VEGF is believed to be a major factor for treating PDR neovascularization [19, 20]. Some studies have shown that the aberrant production and release of VEGF induces and promotes the neovascularization process [21, 22]. VEGF-A, a subtype of VEGF, plays a critical role in this process [23, 24]. Therefore, VEGF-A was investigated in this study and was found to be increased in the HG group. This finding is consistent with the results of existing studies and indirectly proves the success of the cell studies in this research. After silencing of ATP2B2-IT2, the expression of VEGF under high-glucose conditions was significantly downregulated. Therefore, we argue that the ATP2B2-IT2 induces neovascularization through VEGF.

However, this research has several limitations. The effect of the ATP2B2-IT2 on neovascularization was proven only in cellular experiments, and no animal experiments were conducted to verify the effect. In future research, the effect of the ATP2B2-IT2 on neovascularization in animals should be discussed to explore the specific mechanism of neovascularization.
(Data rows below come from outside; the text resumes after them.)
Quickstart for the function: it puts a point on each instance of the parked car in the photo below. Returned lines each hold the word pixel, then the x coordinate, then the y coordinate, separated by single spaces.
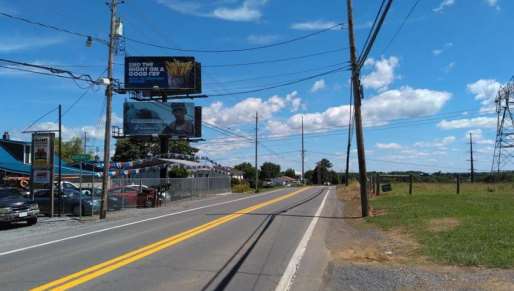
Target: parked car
pixel 113 202
pixel 127 195
pixel 14 207
pixel 71 200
In conclusion, the lncRNA ATP2B2-IT2 is crucial in diabetic retinopathy from the early stage to the neovascularization stage of PDR, as it may induce retinal neovascularization by promoting VEGF. Currently, there is no effective early treatment for DR, and the lncRNA ATP2B2-IT2 may provide new potential targets and therapeutic ideas for the early treatment of DR to prevent its progression.

The regulatory role of lncRNAs provides a potential avenue for identifying novel therapeutic targets for diabetic retinopathy. For instance, lncRNAs such as MALAT1 and MIAT have been extensively studied and demonstrated to be involved in the pathogenesis of diabetic retinopathy [25]. However, the specific mechanisms by which lncRNAs exert their effects remain to be fully elucidated. The functions and potential downstream targets of lncRNAs selected as therapeutic targets have not been thoroughly investigated. Therefore, the clinical use of lncRNAs as targeted drugs still faces many challenges, and further research is needed to establish their efficacy in future studies.